Pour mesurer l'effet concret sur un foyer moyen : l'étude indique que 63 % des futurs vacanciers envisagent un budget vacance inférieur à 2 000 € pour un foyer composé en moyenne de 2,7 personnes. Autrement dit, pour une famille-type, les dépenses voyages, hébergement et loisirs devront désormais tenir dans moins de 740 € par personne en moyenne pour la semaine de vacances.
Des arbitrages fréquents et des renoncements
Les tensions financières conduisent aussi à des renoncements : 18 % des agents indiquent qu'ils ne partiront pas du tout cet été.

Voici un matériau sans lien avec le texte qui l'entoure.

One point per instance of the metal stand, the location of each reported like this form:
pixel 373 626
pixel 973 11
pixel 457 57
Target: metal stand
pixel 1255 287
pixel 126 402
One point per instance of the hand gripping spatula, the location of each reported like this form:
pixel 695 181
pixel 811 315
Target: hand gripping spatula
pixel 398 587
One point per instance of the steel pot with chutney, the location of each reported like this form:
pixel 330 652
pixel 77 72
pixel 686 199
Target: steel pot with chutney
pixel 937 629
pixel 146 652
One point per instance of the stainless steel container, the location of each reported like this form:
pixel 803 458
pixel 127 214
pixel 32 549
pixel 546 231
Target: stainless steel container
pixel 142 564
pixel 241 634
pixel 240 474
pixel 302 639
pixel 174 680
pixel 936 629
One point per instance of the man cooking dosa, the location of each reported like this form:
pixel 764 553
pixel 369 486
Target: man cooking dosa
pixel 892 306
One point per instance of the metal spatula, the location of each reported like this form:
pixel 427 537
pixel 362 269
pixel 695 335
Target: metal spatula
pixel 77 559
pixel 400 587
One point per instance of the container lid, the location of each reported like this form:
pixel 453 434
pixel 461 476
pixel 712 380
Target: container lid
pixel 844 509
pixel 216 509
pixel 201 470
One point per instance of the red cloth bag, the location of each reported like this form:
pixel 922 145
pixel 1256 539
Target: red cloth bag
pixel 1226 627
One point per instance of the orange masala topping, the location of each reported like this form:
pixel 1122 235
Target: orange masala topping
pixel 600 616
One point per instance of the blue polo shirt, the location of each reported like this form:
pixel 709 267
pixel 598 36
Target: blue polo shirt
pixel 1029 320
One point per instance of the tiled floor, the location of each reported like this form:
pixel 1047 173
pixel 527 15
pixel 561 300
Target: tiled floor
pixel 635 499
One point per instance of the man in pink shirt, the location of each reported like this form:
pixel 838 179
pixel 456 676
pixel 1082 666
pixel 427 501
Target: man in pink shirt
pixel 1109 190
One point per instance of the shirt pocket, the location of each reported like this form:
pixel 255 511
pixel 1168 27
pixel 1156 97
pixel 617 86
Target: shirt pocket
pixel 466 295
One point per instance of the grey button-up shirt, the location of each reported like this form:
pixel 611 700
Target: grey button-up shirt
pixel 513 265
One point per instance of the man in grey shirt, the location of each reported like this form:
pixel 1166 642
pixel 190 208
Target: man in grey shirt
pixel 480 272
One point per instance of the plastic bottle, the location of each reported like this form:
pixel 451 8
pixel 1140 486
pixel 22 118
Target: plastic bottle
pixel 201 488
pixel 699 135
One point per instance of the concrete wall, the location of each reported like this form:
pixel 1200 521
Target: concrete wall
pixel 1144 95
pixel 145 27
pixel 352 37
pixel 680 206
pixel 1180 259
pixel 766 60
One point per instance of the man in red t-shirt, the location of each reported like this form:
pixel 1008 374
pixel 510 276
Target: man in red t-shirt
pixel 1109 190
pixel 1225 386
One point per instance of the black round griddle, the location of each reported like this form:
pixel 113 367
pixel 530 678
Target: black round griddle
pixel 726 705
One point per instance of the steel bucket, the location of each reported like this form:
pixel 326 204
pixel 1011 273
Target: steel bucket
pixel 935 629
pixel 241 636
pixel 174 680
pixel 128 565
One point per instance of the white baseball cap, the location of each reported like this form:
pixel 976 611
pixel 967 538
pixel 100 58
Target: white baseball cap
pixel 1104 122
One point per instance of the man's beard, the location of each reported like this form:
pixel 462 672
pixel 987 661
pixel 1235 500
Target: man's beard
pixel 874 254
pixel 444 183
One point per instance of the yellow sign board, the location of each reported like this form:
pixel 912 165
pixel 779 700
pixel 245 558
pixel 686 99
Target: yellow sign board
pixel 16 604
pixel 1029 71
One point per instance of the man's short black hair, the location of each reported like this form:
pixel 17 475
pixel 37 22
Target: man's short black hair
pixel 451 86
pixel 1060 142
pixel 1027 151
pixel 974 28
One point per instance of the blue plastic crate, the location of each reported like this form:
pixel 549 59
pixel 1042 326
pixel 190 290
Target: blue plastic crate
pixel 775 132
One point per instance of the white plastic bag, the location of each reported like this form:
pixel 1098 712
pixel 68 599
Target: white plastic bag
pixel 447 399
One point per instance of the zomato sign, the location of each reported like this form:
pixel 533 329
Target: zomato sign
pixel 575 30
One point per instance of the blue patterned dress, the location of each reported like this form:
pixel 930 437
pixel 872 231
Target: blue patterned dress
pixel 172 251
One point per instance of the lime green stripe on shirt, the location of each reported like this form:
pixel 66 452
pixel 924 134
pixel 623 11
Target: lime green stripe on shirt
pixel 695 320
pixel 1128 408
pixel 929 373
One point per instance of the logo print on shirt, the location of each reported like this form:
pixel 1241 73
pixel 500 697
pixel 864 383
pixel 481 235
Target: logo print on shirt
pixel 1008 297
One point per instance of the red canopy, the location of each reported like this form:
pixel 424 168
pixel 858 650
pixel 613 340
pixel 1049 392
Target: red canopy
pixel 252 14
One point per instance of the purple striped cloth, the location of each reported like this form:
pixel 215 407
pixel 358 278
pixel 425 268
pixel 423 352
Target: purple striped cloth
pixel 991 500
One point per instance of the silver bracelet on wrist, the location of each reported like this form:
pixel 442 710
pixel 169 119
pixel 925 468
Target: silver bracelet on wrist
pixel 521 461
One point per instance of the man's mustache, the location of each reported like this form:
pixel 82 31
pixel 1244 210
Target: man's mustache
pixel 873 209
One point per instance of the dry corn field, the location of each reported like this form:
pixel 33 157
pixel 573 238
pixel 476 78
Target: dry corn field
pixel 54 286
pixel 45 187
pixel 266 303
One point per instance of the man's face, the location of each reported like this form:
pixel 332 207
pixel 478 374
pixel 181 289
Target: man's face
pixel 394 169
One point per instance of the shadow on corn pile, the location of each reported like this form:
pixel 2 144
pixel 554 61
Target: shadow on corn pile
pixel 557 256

Parmi ceux qui renoncent, 57 % évoquent un manque de moyens et 53 % avaient déjà été contraints de rester chez eux l'an dernier.
"Pilier essentiel du tourisme intérieur"
Leslie Rival, secrétaire générale de l'Alliance France Tourisme, rappelle le poids du secteur public : avec 5,8 millions d'agents, les fonctionnaires représentent un relais important pour le tourisme national. Cette forte propension à partir — même en compressant les budgets — soutient une part significative de la demande intérieure cet été.
Changements de modes et destinations privilégiées
Face à la nécessité de réduire les coûts, les comportements évoluent : l'hébergement chez des proches reste courant, concernent 20 % des répondants. Les destinations choisies confortent l'ancrage dans l'Hexagone : 71 % privilégient la France, 27 % se tournent vers l'Europe et seulement 7 % envisagent d'aller sur d'autres continents. Les agents de la grille indiciaire C sont particulièrement serrés : 71 % d'entre eux prévoient un budget inférieur à 2 000 €.
- Partants : 82 % des fonctionnaires.
- Budget réduit : 59 % prévoient de diminuer leurs dépenses vacances.
- Budget cible : 63 % des vacanciers prévoient moins de 2 000 € par foyer (moyenne 2,7 personnes).
Conséquences économiques et sociales
Ces arbitrages ont plusieurs conséquences concrètes. Pour les foyers, c'est moins de dépenses dans les transports, l'hôtellerie et les loisirs payants : un foyer de 2,7 personnes qui passe d'un budget de 2 500 € à 1 800 € économise 700 €, mais réduit aussi son soutien direct aux entreprises locales. Pour le tourisme intérieur, la hausse des séjours « système D » (hébergement chez la famille, séjours plus courts ou en location économique) maintient un flux de clientèle mais pèse sur le chiffre d'affaires moyen par visiteur.
| Indicateur | Valeur |
|---|---|
| Taille de l'échantillon | 1 500 fonctionnaires |
| Part déclarant partir | 82 % |
| Part réduisant le budget | 59 % (73 % pour catégories modestes) |
| Budget prévu < 2 000 € | 63 % |
| Préférence de destination | 71 % France / 27 % Europe / 7 % autres |
À court terme, le maintien d'une forte proportion d'agents en vacances est une bonne nouvelle pour les activités saisonnières. À moyen terme, si le pouvoir d'achat reste contraint, on peut s'attendre à une pression accrue sur les offres low-cost et sur les propositions d'hébergement gratuit ou familial — ce qui modifie la structure de la demande et la rentabilité des acteurs touristiques.
Enfin, au plan social, ces choix reflètent des inégalités : les agents les plus modestes subissent davantage l'érosion du pouvoir d'achat et sont plus souvent contraints au « renoncement » ou à des vacances au budget très réduit. Pour elles et eux, l'enjeu de l'été n'est pas seulement de partir, mais de le faire sans compromettre le budget du reste de l'année.